However, as sociologists, geographers, philosophers, historians and scholars from various other disciplines chose tourism as their subject of study, the clear disciplinary borders long seem to be diminished. The question then emerges: What distinguishes the anthropology of tourism from other tourism related disciplines? The Journal of Tourism Challenges and Trends (JTCT) calls for original papers that addresse the following questions:
- What is actually tourism anthropology? What distinguishes tourism anthropology from other tourism related disciplines?
- What is the relationship between tourism anthropology and tourism studies?
- How are current (and old) anthropological theories used in understanding the phenomenon of tourism?
- Are classical ethnographic/anthropological research methods still valid and useful ways of collecting information about tourism?
- How are the ideas of major anthropologists (Arjun Appadurai, Tim Ingold, Michael Taussig, Alfred Gell, Victor Turner, Comaroffs etc.), who did not publish directly on tourism, used in the field of tourism anthropology?
- The current formulations of classical tourism anthropological theories from Nelson Graburn, Edward Bruner, Jeremy Boissevian, Erik Cohen etc.
- How do researchers bridge the interdisciplinary concepts of tourism studies with classical anthropological thinking? How can anthropologists handle the everyday life of mobile subjects and observe the role of machines, computers, travel devices in contemporary societies?

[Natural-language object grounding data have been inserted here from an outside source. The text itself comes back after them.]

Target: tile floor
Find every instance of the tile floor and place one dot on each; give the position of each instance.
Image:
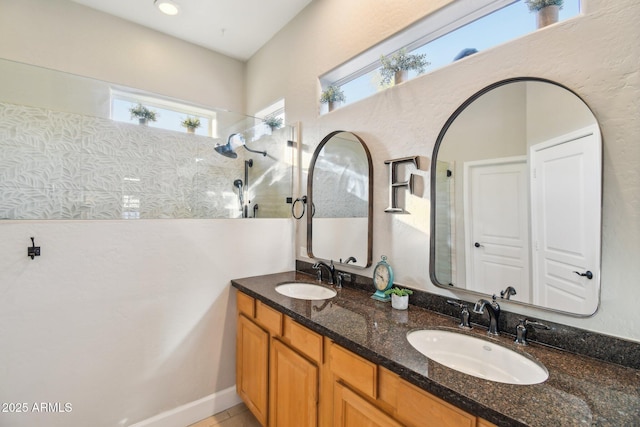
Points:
(236, 416)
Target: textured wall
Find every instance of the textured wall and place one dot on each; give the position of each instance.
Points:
(595, 54)
(56, 165)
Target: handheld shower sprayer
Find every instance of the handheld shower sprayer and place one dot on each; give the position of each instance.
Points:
(238, 184)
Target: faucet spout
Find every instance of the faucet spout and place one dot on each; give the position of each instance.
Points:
(494, 313)
(330, 268)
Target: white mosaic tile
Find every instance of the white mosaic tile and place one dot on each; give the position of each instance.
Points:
(56, 165)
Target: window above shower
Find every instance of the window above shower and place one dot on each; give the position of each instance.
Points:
(170, 114)
(61, 158)
(458, 30)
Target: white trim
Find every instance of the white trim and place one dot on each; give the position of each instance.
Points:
(195, 411)
(443, 21)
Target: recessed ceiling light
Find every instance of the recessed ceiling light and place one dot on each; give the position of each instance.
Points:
(167, 7)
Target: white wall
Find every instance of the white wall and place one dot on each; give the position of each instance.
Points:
(66, 36)
(125, 319)
(595, 55)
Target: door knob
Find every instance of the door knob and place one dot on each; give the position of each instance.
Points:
(587, 274)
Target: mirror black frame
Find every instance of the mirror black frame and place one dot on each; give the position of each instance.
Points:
(310, 211)
(434, 158)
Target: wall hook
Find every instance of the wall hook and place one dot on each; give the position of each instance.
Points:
(34, 250)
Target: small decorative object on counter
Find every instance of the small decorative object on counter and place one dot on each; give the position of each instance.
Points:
(191, 123)
(399, 297)
(143, 114)
(382, 280)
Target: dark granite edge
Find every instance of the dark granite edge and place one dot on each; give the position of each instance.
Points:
(450, 396)
(567, 338)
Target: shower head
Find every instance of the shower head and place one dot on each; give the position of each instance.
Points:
(234, 141)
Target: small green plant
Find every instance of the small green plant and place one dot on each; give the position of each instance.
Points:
(401, 61)
(535, 5)
(142, 112)
(332, 94)
(191, 123)
(273, 122)
(401, 292)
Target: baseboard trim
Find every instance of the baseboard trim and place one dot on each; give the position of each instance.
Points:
(195, 411)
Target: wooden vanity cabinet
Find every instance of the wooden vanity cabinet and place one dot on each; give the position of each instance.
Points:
(277, 366)
(367, 394)
(290, 376)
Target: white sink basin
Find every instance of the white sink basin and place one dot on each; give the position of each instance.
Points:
(477, 357)
(305, 291)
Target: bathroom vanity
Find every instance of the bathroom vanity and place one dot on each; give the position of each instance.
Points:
(346, 361)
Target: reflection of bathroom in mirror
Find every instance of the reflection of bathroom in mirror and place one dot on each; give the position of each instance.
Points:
(339, 190)
(516, 197)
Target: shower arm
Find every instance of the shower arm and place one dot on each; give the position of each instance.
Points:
(264, 153)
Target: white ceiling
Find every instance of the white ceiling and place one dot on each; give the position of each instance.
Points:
(237, 28)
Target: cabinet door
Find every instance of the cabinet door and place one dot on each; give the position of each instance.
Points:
(252, 367)
(417, 408)
(293, 393)
(351, 410)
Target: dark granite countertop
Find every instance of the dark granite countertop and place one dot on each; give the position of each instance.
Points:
(580, 391)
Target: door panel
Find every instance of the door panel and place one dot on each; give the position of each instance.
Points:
(566, 221)
(497, 235)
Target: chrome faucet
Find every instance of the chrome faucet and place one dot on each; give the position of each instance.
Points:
(494, 313)
(330, 268)
(350, 259)
(508, 293)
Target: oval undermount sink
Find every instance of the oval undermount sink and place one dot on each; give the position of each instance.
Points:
(305, 291)
(477, 357)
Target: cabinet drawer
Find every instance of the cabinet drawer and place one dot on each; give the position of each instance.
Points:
(361, 374)
(421, 409)
(302, 339)
(246, 304)
(269, 318)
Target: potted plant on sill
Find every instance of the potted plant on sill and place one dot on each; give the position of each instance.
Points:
(273, 122)
(191, 123)
(332, 95)
(546, 11)
(143, 114)
(397, 66)
(399, 297)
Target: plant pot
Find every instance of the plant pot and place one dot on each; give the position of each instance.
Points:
(399, 303)
(401, 76)
(547, 15)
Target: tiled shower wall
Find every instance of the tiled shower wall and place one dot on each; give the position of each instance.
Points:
(56, 165)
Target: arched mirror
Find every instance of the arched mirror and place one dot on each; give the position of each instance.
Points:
(340, 194)
(516, 197)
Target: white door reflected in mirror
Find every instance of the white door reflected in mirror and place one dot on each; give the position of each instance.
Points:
(516, 197)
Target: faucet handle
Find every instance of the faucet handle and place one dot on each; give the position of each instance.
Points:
(521, 330)
(464, 313)
(341, 277)
(508, 292)
(316, 266)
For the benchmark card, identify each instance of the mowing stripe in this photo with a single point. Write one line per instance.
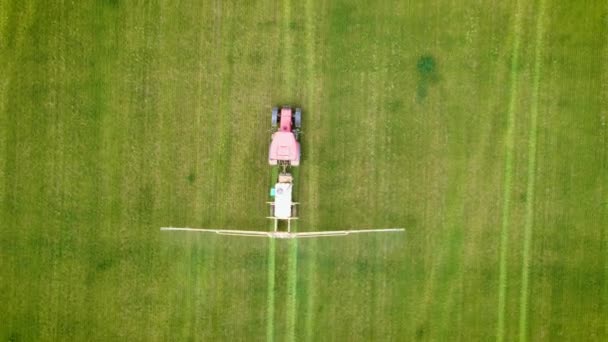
(508, 176)
(313, 176)
(286, 49)
(529, 218)
(270, 294)
(292, 289)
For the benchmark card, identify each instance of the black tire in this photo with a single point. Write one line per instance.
(298, 118)
(275, 116)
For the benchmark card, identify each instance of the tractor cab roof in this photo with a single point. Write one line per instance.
(284, 146)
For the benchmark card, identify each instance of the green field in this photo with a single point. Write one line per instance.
(480, 128)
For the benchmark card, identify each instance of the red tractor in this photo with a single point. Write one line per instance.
(285, 148)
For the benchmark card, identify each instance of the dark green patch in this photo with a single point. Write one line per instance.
(112, 3)
(191, 177)
(427, 75)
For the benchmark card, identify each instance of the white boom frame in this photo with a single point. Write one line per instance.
(284, 235)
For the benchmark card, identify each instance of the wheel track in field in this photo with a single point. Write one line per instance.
(508, 174)
(529, 213)
(288, 84)
(270, 295)
(313, 176)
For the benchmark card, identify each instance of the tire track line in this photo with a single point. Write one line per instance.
(313, 178)
(292, 272)
(270, 295)
(532, 143)
(508, 176)
(292, 288)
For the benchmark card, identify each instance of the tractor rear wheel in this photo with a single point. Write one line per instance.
(275, 116)
(298, 117)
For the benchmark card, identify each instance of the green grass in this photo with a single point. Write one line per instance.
(481, 129)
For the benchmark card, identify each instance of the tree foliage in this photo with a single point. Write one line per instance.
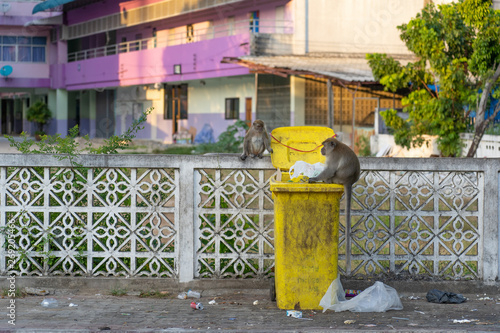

- What are the emerging schools, fields, ideas in the current anthropology of tourism?
To explore these questions the JTCT is expecting original theoretical papers that address current issues in tourism anthropology. The JTCT also expects original case studies where the authors discuss their anthropological / ethnographic field data. There are no geographical or case studies restrictions but contributions should contain a strong theoretical interpretation.
Final submission: 1st of July 2013
Notification of authors: 1st of September 2013
Publishing date: December 2013.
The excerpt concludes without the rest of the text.